# 02. Using a custom stream
This tutorial shows how to use segyio with your own I/O.

In [None]:
## azure-storage-blob and smart_open libraries are needed only if you wish run azure examples.
%pip install dotenv pytest smart_open[azure] azure-storage-blob

In [None]:
import os
import shutil
import pytest

import segyio

## Using simple stream
Users can run segyio with any file-like object I/O.

In [None]:
stream = open("viking_small.segy", "rb")
with segyio.open_with(stream=stream, ignore_geometry=True) as f:
    print(f'trace count: {f.tracecount}')

# >>> trace count: 480

Such I/O freedom comes with the cost:
- First of all, it would always be slower than working with local files through `segyio.open()`.
- Secondly, applying custom sources might be incompatible with segyio in unpredictable ways (dev team would provide very limited assistance with those).
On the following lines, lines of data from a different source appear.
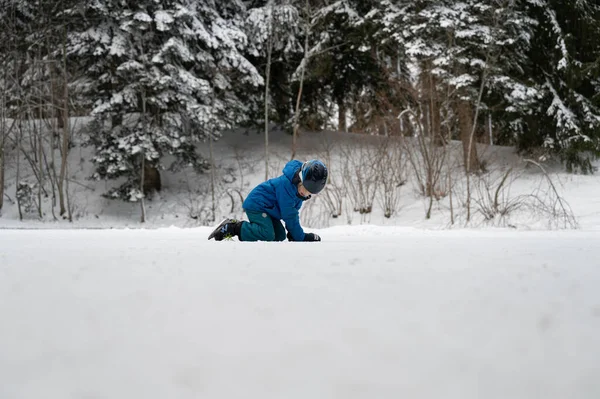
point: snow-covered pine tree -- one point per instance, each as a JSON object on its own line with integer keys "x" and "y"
{"x": 464, "y": 55}
{"x": 348, "y": 62}
{"x": 275, "y": 25}
{"x": 165, "y": 75}
{"x": 564, "y": 68}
Next part of the tutorial shows some problems users might encounter.



## Example of cloud I/O

This part of tutorial uses Azure cloud and `smart_open` library, but its logic can be tailored to other I/Os.

To run the code below you need to 
 1) have `python/test-data/tiny.sgy` available in your Azure Blob Storage
 2) define `AZURE_ACCOUNT_NAME` (e.g. myaccount), `AZURE_BLOB_PATH` (e.g. container/tiny.sgy) and `AZURE_SAS_TOKEN` (with read/write permissions to tiny.sgy) environment variables in `.env` file.

💰 **Warning**: be aware of your cloud pricing model, as segyio would send to I/O as many requests as it would to a local disk.

In [None]:
import smart_open
from azure.storage.blob import BlobServiceClient
from dotenv import load_dotenv

load_dotenv()

def open_azure(uri: str, mode: str):
    if not mode.endswith('b'):
        mode += 'b'
    account_name = os.environ['AZURE_ACCOUNT_NAME']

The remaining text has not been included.